15 magic minutes toward kick-starting your writing

You’ll be surprised by the simple yet highly constructive tasks you can accomplish—and even more so by how those quarter-hours add up.

While standing in the checkout line at the grocery store recently, I spotted a magazine with an eye-catching cover line: What can you do in 15 minutes?

This is an excellent question, to which the magazine replied: cook a healthy dinner, speed-clean your house, banish a bad mood, declutter your car, get some exercise, make easy home repairs, plan a party and dress 10 pounds thinner.

Well, all of that sounds overly ambitious to me—especially the dress 10 pounds thinner part. But it did get me thinking. What can you write in 15 minutes? That, too, is an excellent question, and, if you know me, you might guess my answer will be: quite a lot.

The devil is always in the details, so today I thought I’d get specific. Let me suggest five writing tasks you can reasonably accomplish if you have 15 minutes:

1. Review an article or a chapter of a book that you need to complete for research. The trick is to have the material at hand—in your briefcase or purse or on your desk, so you don’t spend 14 of the 15 minutes locating it. To make your research extra fast, don’t take notes—just underline or jot a few words in the margins. (Note to bibliophiles: When I’m consulting library books, I use sticky notes instead.) When you’re finished, type up your notes on the computer as another 15-minute task.

2. Edit a few paragraphs for style. There are two main types of editing—substantive and copy. Substantive editing—which means evaluating whether your writing “hangs together” in a logical, convincing and interesting way—is best done with lots of time, because you need to view your piece of writing as a seamless whole. But copy editing—which consists of eliminating wordiness and cliches, adding transitions, and fixing grammar and spelling—can easily be done a paragraph at a time, in 15-minute chunks. Just be sure to mark where you left off, so next time you know where to dive back in.

3. Create a mindmap for something you need to write. Mindmapping is an alternative to outlining. I like to call it brainstorming with yourself. To do it, you simply write down your topic in the center of a blank piece of paper and draw a circle around it. Then you write down all the other words and expressions that pop into your head. You then link each new word/phrase to the word/phrase that inspired it by drawing a line between them.

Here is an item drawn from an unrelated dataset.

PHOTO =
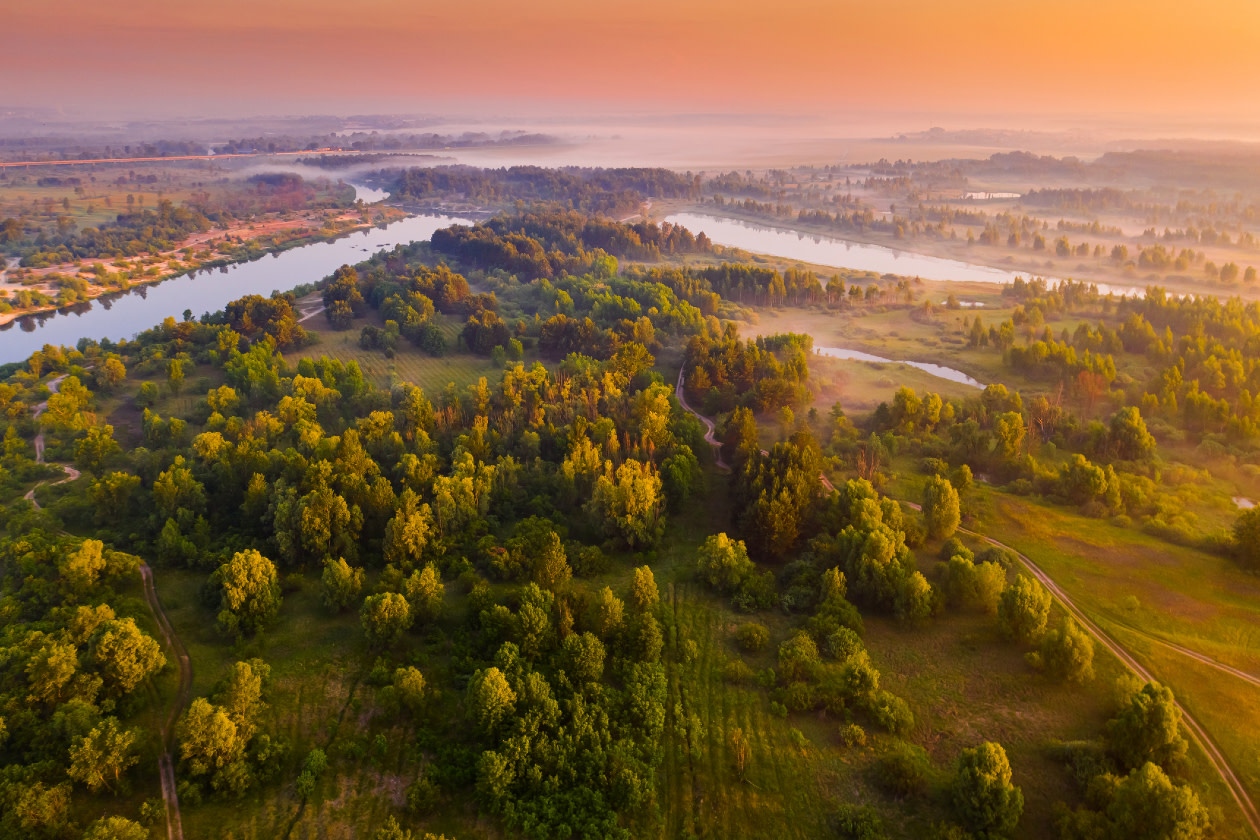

Unless you’re mindmapping a book, you won’t need the full 15 minutes—you can do a mindmap in five. Sitting at your desk, expecting a phone call? Mindmap your next article. (Want to learn more about mindmapping? I give an e-book on the subject to anyone who signs up for my free newsletter.)

4. Write 100 to 200 words. It’s not unreasonable to expect yourself to write 100 to 200 words in 15 minutes. If this seems impossibly productive, pretend you’re writing an e-mail. Or you may need to repeat to yourself, like a mantra: “I am allowed to write garbage; the secret of good writing is good self-editing. I am allowed to write garbage…etc.” The more you require yourself to write quickly, the easier it will become.

5. Make a list. So you don’t feel like writing? Do the next best thing; make a list. It’s probably a character flaw, but I always find “to do” lists invigorating. You could list:

  • the sources you’ll need to consult for your article;
  • metaphors or analogies that tie in with your subject;
  • possible headlines for your article;
  • a brief analysis of your target reader;
  • places where your article might be published.

Instead of procrastinating about writing, adopt the habit of doing something—anything. Show a bias for action. Even in 15 brief minutes you can accomplish something, and that something will help give you momentum.

Humphrey Bogart once said: “Enjoy the moments, kid, because in the end they add up to a life.” Your writing moments are like that, too. Don’t fritter them away.